The study, which polled 155 banks in Africa, reveals that 76% of the respondents view digital transformation as either their biggest or one of the three biggest priorities, showcasing that banks in Africa are recognizing the need to leverage digital technologies to change how their organizations operate and deliver value to customers.
Retail banking remains the top focus in banks’ digital transformation efforts (39.5%) with now more complex processes such mortgage applications being targeting. This trend is particularly noticeable in countries like South Africa, Namibia and Egypt where the mortgage market is most substantial, the report says.
Another key focus is on small and medium-sized enterprises (SMEs), with 26.3% of surveyed banks prioritizing this sector. Micro enterprises make up over 95% of African SMEs and still largely rely on informal funding. Despite this, many African banks have yet to develop SME-specific digital platforms. This gap presents significant growth opportunities, the report says.
Banks in Africa are also using digital banking to expand into new markets cost-effectively. One example is Egypt’s CIB is entering the Kenyan market through its acquisition of Mayfair Bank, focusing on trade finance activities and digital banking services without a major expansion of its branch network.
Transforming banking operations
The survey results also reveal that the majority of banks in the region are fully embracing the benefits of digitalization. 60% of the surveyed banks said that most of their operations had been digitally transformed, with nearly half transforming more than three-quarters of their operations digitally. This indicates that a large number of organizations in the region are at the forefront of digital innovation and demonstrating a high level of technological maturity.
Another 28% of organizations have digitally transformed between a quarter and a half of their operations, while just 12% have minimal digital transformation with less than a quarter of their operations switched to digital processes to date. This suggests that while progress has been made, there is still potential for more comprehensive development.
Building digital infrastructure requires investments beyond usual spending. The study found that a fifth of the banks surveyed allocate more than US$3 million to digital transformation a year, a decrease from 28% in 2023. Conversely, 32% of banks spend less than US$300,000 annually, up from 27% last year. According to the report, both figures could reflect lower investment once new platforms have actually been established.
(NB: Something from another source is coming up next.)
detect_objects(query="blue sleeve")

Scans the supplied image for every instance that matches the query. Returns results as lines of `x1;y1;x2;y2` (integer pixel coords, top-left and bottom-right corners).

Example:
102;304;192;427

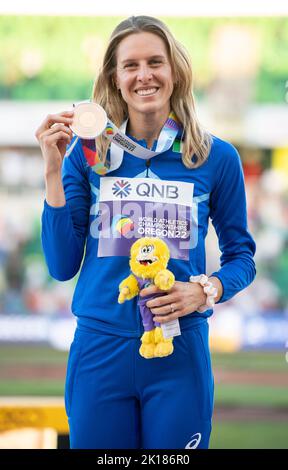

Cloud computing and AI as top technologies
When asked about the technologies they are incorporating into their digitization strategies, banks in Africa cited cloud computing as the top technology, with 25% of responses. Cloud computing is followed by AI with 20%, and big data and cybersecurity and resilience, which were each cited by 15% of respondents.
Cloud computing allows banks to scale their infrastructure rapidly, reduce costs associated with physical data center and enhance data privacy and compliance. AI, on the other hand, enables banks to analyze vast amounts of data for better decision-making, personalize customer services through predictive analytics, and automate routine tasks, thereby reducing human error and operational costs.
These technologies align with the primary benefits banks seek from digital transformation. Survey participants reported that increased customer satisfaction and loyalty (21.6%) are the most common outcomes of their digital efforts, followed by better customer engagement and personalization (18.9%), faster market entry for new products (16.2%) and increased revenues and profitability (16.2%).
Banking digitalization in Africa is advancing due to the emergence of new digital-first players in the market. The Fintech Times identified 45 neobanks in the Middle East and Africa region as of December 2023.
While most of these brands are digital banking arms launched by traditional banks, several independent players are also present. Successful examples include TymeBank, a South African neobank with more than nine million customers; Kuda, a Nigerian digital bank boasting seven million customers; and Chipper Cash, a US-headquartered and Pan-African neobank serving five million people across Nigeria, Ghana, Rwanda, Uganda and the US.